From surprise package to podium contender
A year ago, Lipowitz rode into his first
Tour de France with a certain carefree attitude. The former biathlete from Ulm was no longer an unknown quantity, but very few people expected him to finish on the podium.
In the end, only Pogacar and Vingegaard finished ahead of him. Third place was a breakthrough that changed his career, and also changed the expectations around him. “The expectations are completely different this time,” Lipowitz told Welt before travelling to the Grand Depart. The aim is to prove “that you can repeat the performance or even improve on it.”
That is now the new task. Lipowitz is no longer the hunter from the shadows, but a rider the competition will be watching.
Altitude preparation and confidence from Slovenia
Shortly before the start in Barcelona, Lipowitz sought calm one last time. At a private training camp in Kuhtai, high in the Stubai Alps, he worked on the final details. Altitude training, clear routines, a few relaxed hours with his girlfriend Antonia Weeger, before three weeks of chaos begin again in France.
His form is good. At the Tour of Slovenia, Lipowitz recently produced a dominant performance, winning two stages and securing the overall victory. It was not the strongest race on the calendar, but for both mind and legs, the success came at the right time. “Victories always bring confidence,” said team boss Ralph Denk.
That applies especially to Lipowitz. He travels to the Tour not only knowing that he can survive three weeks, but also with the feeling that he can win again.
Evenepoel as frontman, Lipowitz as quiet danger
The big question at Red Bull - BORA - hansgrohe is how the dual leadership will work. Remco Evenepoel has everything a Tour figure needs. He is Olympic champion in the road race and time trial, a Vuelta winner, a world champion and someone who does not shy away from the spotlight. At the start of the Tour, that may be exactly where he belongs.

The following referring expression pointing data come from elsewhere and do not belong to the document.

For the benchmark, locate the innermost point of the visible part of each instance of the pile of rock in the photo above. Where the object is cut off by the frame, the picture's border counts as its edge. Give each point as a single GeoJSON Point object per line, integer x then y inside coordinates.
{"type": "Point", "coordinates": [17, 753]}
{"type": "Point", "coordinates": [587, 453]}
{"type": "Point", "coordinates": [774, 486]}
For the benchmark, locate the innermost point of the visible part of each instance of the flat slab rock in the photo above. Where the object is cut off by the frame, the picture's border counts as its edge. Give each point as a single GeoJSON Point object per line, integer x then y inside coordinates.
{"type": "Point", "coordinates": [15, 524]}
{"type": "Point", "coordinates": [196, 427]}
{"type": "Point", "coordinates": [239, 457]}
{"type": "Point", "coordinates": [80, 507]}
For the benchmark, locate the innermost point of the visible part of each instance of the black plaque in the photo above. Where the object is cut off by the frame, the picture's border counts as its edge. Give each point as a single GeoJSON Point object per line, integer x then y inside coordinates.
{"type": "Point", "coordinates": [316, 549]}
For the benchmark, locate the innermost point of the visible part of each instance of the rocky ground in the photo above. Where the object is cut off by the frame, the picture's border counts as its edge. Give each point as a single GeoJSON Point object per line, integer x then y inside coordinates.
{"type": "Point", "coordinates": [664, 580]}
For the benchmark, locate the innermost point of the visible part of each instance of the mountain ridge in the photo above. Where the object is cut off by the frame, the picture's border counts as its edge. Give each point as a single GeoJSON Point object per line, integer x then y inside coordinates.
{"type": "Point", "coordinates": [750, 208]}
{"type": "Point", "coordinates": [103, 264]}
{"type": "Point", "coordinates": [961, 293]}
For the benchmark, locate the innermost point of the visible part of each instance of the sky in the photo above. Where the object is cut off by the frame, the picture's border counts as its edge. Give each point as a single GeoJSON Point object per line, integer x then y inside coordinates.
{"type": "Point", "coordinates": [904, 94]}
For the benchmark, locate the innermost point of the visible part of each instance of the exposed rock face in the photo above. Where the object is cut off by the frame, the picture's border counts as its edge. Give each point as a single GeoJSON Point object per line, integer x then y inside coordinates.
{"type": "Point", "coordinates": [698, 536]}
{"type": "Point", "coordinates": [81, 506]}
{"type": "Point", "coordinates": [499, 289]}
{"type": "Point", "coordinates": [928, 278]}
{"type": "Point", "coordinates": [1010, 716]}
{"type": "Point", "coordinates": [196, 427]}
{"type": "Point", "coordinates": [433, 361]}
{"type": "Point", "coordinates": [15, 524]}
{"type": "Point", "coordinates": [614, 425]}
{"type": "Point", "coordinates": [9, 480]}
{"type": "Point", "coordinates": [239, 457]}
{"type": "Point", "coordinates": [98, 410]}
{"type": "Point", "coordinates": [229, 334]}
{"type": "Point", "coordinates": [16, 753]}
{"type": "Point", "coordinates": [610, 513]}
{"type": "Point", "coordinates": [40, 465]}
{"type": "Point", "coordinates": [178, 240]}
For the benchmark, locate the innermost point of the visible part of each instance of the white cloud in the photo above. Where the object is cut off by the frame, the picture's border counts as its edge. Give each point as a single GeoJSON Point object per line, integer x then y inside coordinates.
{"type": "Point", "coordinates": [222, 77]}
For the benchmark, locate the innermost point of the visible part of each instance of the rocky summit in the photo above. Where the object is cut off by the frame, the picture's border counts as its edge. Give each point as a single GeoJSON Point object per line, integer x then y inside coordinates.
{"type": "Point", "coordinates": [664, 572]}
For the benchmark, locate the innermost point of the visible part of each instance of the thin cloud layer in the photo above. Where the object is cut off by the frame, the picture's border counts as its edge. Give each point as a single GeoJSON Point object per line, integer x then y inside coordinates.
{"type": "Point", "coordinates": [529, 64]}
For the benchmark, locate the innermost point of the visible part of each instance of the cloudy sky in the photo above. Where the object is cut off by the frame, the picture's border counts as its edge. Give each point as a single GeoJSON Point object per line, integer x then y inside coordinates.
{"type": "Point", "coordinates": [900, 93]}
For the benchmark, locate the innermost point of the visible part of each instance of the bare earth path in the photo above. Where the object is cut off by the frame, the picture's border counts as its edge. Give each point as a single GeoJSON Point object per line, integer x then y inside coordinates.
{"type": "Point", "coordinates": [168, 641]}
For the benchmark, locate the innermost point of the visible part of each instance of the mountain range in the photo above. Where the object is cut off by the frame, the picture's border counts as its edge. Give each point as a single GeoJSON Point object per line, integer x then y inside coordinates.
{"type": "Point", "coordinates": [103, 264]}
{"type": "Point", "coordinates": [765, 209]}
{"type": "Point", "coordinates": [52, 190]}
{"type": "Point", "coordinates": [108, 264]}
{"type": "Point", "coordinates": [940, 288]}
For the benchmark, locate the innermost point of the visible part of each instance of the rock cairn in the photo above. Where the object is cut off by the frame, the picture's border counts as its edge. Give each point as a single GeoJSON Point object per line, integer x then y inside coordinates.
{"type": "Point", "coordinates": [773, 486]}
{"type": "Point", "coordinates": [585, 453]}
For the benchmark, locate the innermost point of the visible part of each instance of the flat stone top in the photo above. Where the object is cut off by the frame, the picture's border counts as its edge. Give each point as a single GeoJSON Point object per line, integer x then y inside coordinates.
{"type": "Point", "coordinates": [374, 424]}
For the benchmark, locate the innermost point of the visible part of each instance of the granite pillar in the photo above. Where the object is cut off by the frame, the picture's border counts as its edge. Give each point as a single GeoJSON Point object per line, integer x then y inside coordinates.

Denk called Evenepoel a kind of “frontman”, while describing Lipowitz as “a bit of a wingman”. At the same time, the team boss made clear that both riders go into the Tour on equal footing.
That can be both an opportunity and a risk. If both work, the team has two cards for the general classification. If one falters, the other could benefit. And if Evenepoel runs into early problems as he did last year, it is even possible that the Belgian could become a luxury helper for Lipowitz in the Alps.
For the German, that would be worth gold. The fight for the podium is likely to be even tighter this year.
Pogacar remains almost unreachable, but only almost
Tadej Pogacar and Jonas Vingegaard remain the benchmark in 2026. Every rider dreaming of the Tour de France podium, or even yellow, will be measured against them.
Lipowitz knows that. But he no longer sounds like someone admiring them only from a distance. Speaking about Vingegaard, he said the gap to the Dane is no longer so big. That is notable enough. The bigger challenge, however, remains Pogacar. The Slovenian has been operating in a league of his own for years and looks complete on almost every terrain.
Lipowitz phrased it respectfully, but not reverently. There is “no more complete rider” than Pogacar, he said. That makes it “almost impossible” to beat him. The crucial addition came straight afterwards: “But only almost.”
It is not a loud declaration of war. It is more a sentence that shows how much Lipowitz’s self-image has changed.
Behind the big names, another rider could also alter the podium fight: Paul Seixas. The French super-talent is riding his first Tour de France and carries the hopes of an entire cycling nation.
The 19-year-old has already hinted this spring at the level he possesses. At the same time, a three-week Tour is another world. After his heavy crash two weeks ago, it remains unclear how consistent Seixas can be over 21 stages.
For Lipowitz, he is still an additional rival. The road back to the podium will not be easier. Pogacar and Vingegaard remain above everyone, Evenepoel rides in his own team, and Seixas brings new unpredictability. That is exactly what makes Lipowitz’s second Tour so intriguing.
Lipowitz is fresh off overall victory in Slovenia
A German hope has become a genuine factor
Since Jan Ullrich’s Tour victory in 1997, German cycling has been waiting for a rider who can consistently fight at the very front of the general classification in the French Grand Tour. Lipowitz reopened that door last year. Now he has to prove that he did not merely push it ajar.
He is a year older, arrives with strong results and has Evenepoel as a teammate who can take pressure off him, but also become an internal challenge. The favourites are Pogacar and Vingegaard, but Lipowitz no longer starts as an outsider story. He starts as a podium rider who wants to attack again.